先月は、教会の歴史(歴史神学という分野)のうち、使徒の時代から、キリスト教がローマ帝国の国教として受け入れられる時代、そして教会が東西に分かれ、そのうちの西側の教会はローマ・カトリック教会として展開されてきた時代までを概観しました。しかし、16世紀に入る頃からルターをはじめ、多くの改革者たちがあらわれます。広く知られた宗教改革の時代の幕開けです。


世界史の教科書などでは、贖宥状(免罪符)の発行などにみられる当時のカトリック教会の腐敗に立ち上がったのが宗教改革者たちだ、という説明がなされることが多いですが、ルターたちがその命をも顧みず立ち上がった根本的理由は、何だったのでしょうか。そこが大切です。


それは、カトリック教会では、人間の救いの為には、神様からの憐み(めぐみ)と共に、人間側も努力せねばならないことが説かれたことによります。いわゆる神人共同という考え方です。そして、その人間の努力を「功績」として教会が評価するのです。その評価が高い人には、救われるチャンスがより与えられるというのがカトリックの考え方です。

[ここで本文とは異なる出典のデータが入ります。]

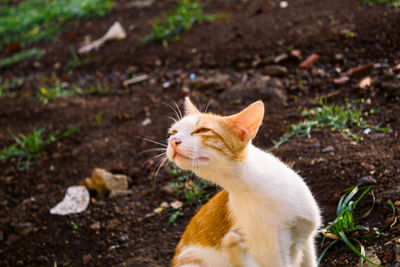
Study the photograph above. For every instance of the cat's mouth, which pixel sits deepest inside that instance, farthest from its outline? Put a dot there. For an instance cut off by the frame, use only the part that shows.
(181, 156)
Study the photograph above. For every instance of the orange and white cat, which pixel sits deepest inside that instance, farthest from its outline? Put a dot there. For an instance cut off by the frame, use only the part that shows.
(266, 214)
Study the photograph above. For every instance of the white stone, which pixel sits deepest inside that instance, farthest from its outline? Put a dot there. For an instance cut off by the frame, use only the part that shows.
(76, 200)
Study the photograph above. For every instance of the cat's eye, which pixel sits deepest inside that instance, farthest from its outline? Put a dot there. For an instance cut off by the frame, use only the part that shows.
(201, 130)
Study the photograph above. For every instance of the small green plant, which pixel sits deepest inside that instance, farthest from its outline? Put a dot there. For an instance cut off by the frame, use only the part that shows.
(28, 22)
(25, 54)
(193, 192)
(77, 61)
(180, 19)
(26, 147)
(75, 227)
(48, 93)
(99, 116)
(343, 228)
(174, 216)
(336, 117)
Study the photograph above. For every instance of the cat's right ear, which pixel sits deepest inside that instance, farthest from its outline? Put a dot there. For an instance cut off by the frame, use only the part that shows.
(190, 108)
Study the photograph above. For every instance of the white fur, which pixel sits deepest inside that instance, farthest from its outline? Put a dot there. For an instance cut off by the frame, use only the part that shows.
(270, 203)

ある意味で、修行や寄進などを奨励するわけですから、こうした考え方は、西洋に留まらず、私たちの日本でも受け入れやすい考え方かもしれません。


しかし、それでは果たしてキリストが、十字架で私たちの罪の身代わりになる必要はあったのか、という問いに直面します。私たちは、自らの努力では、いくら頑張ったとして、自力では清くなることはできない、罪を取り除くことはできない、そういった存在なのではないでしょうか。そこに気付き、罪の深さ・大きさを認め、悔い改める。そして、それを全面的に受け入れて赦してくださる主イエスを信じることによって、新生されるのが、私たちクリスチャンなのではないでしょうか。


ルターたちの改革は、当然のことながら、当時の社会の在り方、人々や指導者たちの考え方を覆すようなものでしたので、多くの抵抗や迫害にあいました。また、ルター自身は、いま上で書いた根本的なこと以外の多くの事柄については、例えば、カトリック教会の伝統をすべて否定しようなどとは考えていませんでしたので、一部の改革者たちからは、手緩く徹底しない改革だともみなされました。

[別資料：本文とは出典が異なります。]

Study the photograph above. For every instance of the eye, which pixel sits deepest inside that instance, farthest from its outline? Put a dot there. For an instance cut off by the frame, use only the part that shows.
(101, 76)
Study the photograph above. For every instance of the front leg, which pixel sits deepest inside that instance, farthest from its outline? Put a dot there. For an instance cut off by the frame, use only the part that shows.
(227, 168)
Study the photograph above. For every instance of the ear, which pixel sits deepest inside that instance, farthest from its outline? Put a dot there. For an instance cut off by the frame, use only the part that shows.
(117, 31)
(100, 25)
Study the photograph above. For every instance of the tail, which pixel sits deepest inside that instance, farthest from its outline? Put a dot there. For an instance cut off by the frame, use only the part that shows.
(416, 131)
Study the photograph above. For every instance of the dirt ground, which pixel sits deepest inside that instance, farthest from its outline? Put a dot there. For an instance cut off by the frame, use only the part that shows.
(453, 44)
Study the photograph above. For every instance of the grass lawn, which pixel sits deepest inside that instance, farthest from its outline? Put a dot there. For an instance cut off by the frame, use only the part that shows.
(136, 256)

宗教改革以降、幾つもの教派がキリスト教に生まれた背景には以上のことがあります。皮肉なことに、多くのクリスチャンたちが、自分の言語で(ルターが聖書をドイツ語に訳したことに端を発して)読めることになったことから、教会から離れて聖書を自己流に読み、そこで生じた自らの体験を基盤にして伝える人たちも数多く生まれることになりました。


宗教改革の時代の後、キリスト教の世界は拡大と多様化の道を歩み、同時に混迷を深めています。急速に進む哲学思想や科学的知見との相克もあります。そのような中にあって、恵みのみ、信仰のみ、聖書のみと訴えたルターの言葉を、私たちは今一度確認し、噛み締めたいと願います。